The Chinese insurance market again generated strikingly vigorous growth in the year under review. Special reference should be made to the more stringent requirements adopted by the China Insurance Regulatory Commission with respect to the equity resources of insurance companies. Demand for reinsurance solutions that could serve as equity substitutes was therefore marked. Overall, the industry generated a good underwriting result. Similarly, reinsurers generated very healthy growth rates and good results in 2010. Government-sponsored subsidy programmes have again sharply driven up sales of domestically built motor vehicles. Consequently, further substantial growth in motor insurance – the dominant line in China – was recorded in the year under review.

Rates for non-proportional covers were stable in 2010 and – more importantly given the dominance of proportional business – insurance terms and conditions were maintained largely unchanged.

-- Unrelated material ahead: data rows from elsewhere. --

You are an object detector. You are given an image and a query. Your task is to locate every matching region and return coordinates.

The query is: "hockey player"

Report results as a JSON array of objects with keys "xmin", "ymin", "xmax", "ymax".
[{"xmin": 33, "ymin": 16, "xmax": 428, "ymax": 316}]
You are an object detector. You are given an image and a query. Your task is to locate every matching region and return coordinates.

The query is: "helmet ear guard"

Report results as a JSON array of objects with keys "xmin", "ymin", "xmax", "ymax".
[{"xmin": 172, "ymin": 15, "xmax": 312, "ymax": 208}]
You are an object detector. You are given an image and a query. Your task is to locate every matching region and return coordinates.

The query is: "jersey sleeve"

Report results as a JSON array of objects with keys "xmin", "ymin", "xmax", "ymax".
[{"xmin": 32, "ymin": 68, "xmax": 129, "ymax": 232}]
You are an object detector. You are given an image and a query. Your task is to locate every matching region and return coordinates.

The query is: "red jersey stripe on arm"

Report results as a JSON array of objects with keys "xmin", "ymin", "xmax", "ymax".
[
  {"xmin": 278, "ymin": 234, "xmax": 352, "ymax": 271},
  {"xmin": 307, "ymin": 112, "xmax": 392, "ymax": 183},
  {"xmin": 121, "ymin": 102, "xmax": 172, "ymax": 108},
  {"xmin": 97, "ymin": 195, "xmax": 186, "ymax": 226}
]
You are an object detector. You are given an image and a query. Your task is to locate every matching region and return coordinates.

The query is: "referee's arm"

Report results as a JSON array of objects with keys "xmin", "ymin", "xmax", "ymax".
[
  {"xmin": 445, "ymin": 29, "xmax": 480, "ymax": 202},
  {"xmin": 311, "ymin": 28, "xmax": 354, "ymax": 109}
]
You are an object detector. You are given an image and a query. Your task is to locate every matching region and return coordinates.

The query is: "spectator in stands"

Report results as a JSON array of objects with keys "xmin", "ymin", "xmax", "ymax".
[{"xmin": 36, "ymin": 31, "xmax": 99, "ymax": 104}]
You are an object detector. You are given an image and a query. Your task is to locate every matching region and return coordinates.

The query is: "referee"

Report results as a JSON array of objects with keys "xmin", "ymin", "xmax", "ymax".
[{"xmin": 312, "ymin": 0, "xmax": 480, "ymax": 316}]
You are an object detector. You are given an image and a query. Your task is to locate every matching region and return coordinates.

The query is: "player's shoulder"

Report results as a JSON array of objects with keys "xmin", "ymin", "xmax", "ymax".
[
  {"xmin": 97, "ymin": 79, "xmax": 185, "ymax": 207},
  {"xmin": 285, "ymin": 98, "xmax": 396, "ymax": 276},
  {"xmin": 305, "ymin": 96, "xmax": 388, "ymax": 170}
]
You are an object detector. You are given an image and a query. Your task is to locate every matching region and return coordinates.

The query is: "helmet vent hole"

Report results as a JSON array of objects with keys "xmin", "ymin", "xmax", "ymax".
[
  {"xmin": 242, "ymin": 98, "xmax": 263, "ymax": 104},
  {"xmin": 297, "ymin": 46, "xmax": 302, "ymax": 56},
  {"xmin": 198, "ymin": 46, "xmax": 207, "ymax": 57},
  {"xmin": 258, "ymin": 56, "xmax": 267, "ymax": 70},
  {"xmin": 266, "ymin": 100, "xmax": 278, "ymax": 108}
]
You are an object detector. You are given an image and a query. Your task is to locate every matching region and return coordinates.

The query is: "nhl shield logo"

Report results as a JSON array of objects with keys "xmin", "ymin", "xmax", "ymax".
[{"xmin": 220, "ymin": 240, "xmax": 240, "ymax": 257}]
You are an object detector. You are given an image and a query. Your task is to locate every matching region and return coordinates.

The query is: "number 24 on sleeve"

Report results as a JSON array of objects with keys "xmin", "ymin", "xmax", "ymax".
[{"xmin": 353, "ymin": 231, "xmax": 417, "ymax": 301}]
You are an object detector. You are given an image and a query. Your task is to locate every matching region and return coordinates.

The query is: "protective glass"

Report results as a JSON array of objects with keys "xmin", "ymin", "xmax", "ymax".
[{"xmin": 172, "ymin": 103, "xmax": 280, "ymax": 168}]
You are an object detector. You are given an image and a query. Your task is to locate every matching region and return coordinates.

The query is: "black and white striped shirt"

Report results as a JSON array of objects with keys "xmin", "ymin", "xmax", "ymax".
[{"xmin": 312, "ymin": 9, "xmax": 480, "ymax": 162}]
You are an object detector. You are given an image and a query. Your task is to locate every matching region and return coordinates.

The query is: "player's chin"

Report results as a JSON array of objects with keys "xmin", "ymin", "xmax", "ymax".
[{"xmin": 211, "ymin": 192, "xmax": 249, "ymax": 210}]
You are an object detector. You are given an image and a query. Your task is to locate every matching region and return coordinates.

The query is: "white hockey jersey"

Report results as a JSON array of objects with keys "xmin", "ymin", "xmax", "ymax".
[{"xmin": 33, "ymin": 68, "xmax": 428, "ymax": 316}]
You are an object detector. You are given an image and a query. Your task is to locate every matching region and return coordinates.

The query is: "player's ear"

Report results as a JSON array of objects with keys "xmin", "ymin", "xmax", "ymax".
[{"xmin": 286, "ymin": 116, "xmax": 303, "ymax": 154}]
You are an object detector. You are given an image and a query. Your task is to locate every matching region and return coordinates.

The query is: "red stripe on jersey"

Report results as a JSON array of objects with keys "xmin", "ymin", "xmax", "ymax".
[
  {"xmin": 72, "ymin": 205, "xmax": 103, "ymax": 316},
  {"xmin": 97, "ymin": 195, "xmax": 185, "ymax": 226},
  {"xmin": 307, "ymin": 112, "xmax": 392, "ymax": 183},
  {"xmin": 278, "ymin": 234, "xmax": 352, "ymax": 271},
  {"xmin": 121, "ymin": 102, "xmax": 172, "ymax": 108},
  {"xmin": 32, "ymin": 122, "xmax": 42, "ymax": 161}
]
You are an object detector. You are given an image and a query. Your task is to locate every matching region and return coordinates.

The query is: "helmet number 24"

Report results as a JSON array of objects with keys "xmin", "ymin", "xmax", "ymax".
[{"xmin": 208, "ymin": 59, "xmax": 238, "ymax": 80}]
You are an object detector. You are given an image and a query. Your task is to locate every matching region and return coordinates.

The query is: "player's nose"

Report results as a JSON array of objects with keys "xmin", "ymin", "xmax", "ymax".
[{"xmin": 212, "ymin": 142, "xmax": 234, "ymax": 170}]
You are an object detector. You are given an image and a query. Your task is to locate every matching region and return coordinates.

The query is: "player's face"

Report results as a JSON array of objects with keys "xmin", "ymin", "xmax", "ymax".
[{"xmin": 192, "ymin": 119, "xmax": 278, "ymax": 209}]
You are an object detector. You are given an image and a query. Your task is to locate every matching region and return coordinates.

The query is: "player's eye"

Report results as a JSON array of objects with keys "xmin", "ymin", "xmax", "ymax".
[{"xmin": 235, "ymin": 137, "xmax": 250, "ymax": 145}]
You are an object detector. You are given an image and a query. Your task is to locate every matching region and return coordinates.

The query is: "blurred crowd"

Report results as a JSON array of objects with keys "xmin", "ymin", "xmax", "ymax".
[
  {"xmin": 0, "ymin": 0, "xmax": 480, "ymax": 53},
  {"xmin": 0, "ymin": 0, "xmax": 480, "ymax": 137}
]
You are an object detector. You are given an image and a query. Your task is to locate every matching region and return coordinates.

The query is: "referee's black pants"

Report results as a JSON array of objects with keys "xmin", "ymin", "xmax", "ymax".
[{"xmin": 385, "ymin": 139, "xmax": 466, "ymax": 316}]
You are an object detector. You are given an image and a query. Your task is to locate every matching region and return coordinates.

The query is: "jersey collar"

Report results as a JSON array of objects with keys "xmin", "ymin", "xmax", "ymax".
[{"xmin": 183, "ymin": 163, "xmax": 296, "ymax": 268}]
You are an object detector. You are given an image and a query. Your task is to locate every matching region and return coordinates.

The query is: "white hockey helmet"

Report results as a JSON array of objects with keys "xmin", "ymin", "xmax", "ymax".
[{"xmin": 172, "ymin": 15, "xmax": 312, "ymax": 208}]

Competition in the (re)insurance market is also very fierce in view of the enormous growth opportunities. In our assessment, China offers particularly attractive prospects in the areas of facultative business and agricultural risks as well as in the marine and aviation lines.

As forecast, our premium volume in China increased appreciably. Our Shanghai branch, which commenced operations in the year under review, improved our business opportunities as we had expected. As a “local” reinsurer, we now also enjoy access to treaties in the domestic currency.

Although China was affected by a number of (natural) disasters in the year under review, the insured losses remained moderate. We did not incur any major losses.

We are satisfied with the development of our portfolio from the Chinese market.